[candidateof]

The question says:

For the cell:

Pt(s), H₂(g,2.3 bar)|HCl (aq,3.5 m)||HCl (aq,2.0 m)|H₂(g,1.5 bar),Pt(s)

Calculate the EMF at 25^o C

a) -20 mV
b)  8.9 mV
c) -8.9 mV
d)  7.5 mv
d) -7.5 mV

-----------------

My answer was:
E=(RT/zF)ln(K)= 0.0257*ln(2*1.5/2.3*3.5)= -0.02537 V

And it is not one of the choices, what do you think is the mistake?

[Borek]

Write reaction equation.

[candidateof]

Write reaction equation.

Oxd rxn:

1/2H₂(g, 2.3 bar)---> H⁺(3.5 m)+e^-

Red rxn:

H⁺(2 m)+e^---> 1/2H₂(1.5 bar)

Net rxn:

1/2H₂(g, 2.3 bar)+H⁺(2 m)--> H⁺(3.5 m)+1/2H₂(1.5 bar)

==> E=0.0257ln(((3.5*(1.5^1/2))/(2*(2.3)^1/2))=8.9 mV

and the right answer is -8.9 mV, again there is a problem!

[candidateof]

But if we use E=E^o-RT/zF*lnK

then we will get -8.9 mV

When we use E=RT/zF*lnK   (1)
and when we use E=E^o-RT/zF*lnK   (2) ?

I think eq. (1) is used to calculate E^o, right?

in this question E^o=0

so we get that.

[Borek]

Sign is often a problem, and at the moment I don't have a time to dig in.
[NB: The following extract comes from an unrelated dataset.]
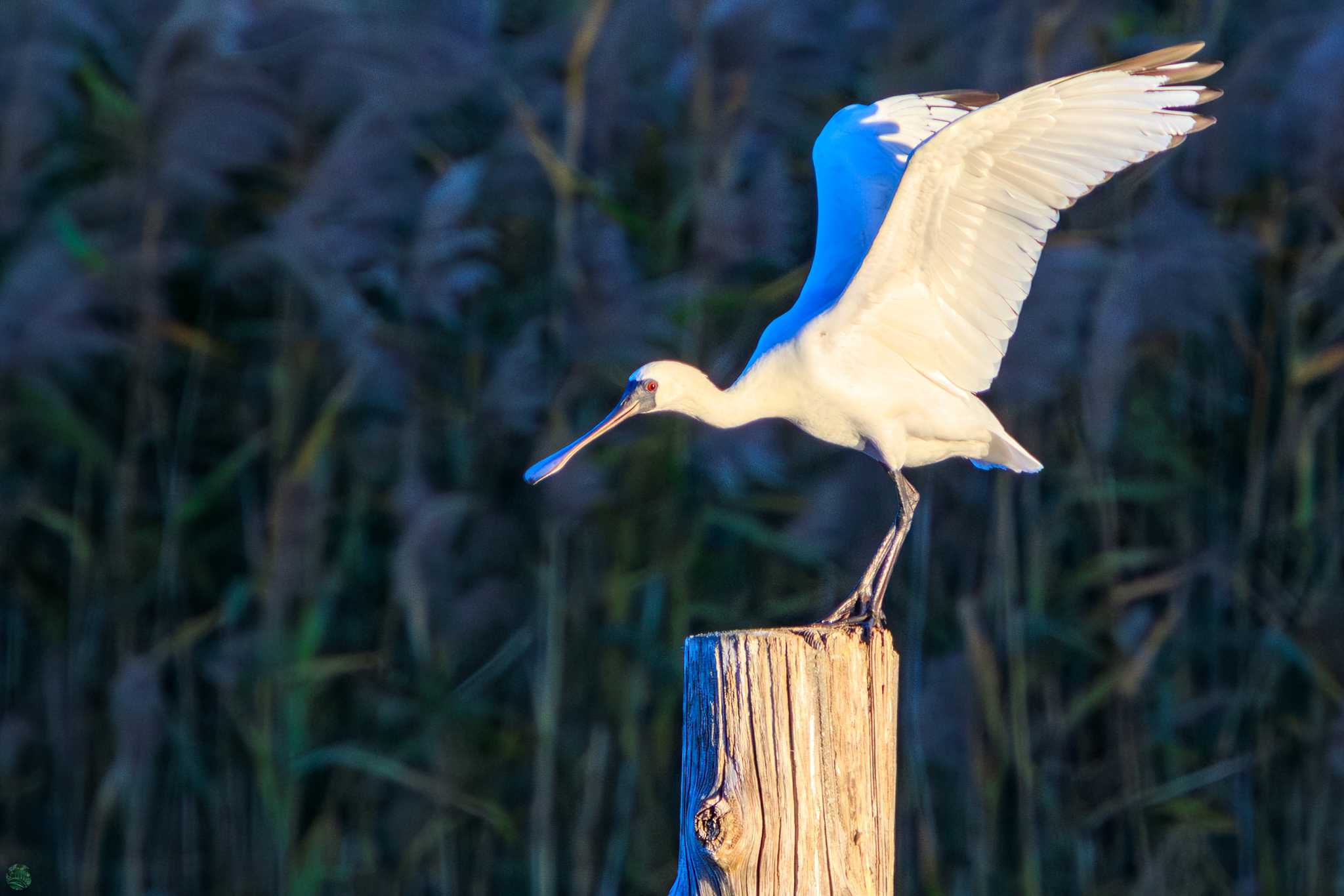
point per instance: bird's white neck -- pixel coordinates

In general, the safest approach is to:

1. Write separate Nernst equations for each half cell:

$$E = E_0 + \frac{RT}{nF}ln\frac{[Ox]}{[ Red]}$$

(you can also flip Ox and Red, just remember to change the sign; whichever convention you use result will be the same)

2. Calculate EMF as a difference of both potentials.

This way you eliminate several possible sources of errors. This approach can be used to derive more complicated overall equation for a full cell, but IMHO it is not worth the effort - unless you use it very often.

[candidateof]

Thank you, I got it now. But the equation you wrote doesn't include the pressure when it is different than 1 bar, right?

[Borek]

I used Ox and Red just as a way of marking what goes where, regardless of how complicated the reaction equation is. For example

MnO₄^- + 8H⁺ + 5e^- -> Mn²⁺ + 4H₂O

yields

$$ E = E_0 + \frac {RT}{5F} \ln \frac {[MnO_4^-][H^+]^8}{[Mn^{2+}]}$$

(side with the oxidized form goes into numerator, side with the reduced form into denominator).

[candidateof]

I see, and the sign is confusing indeed.

Thank you for your replies.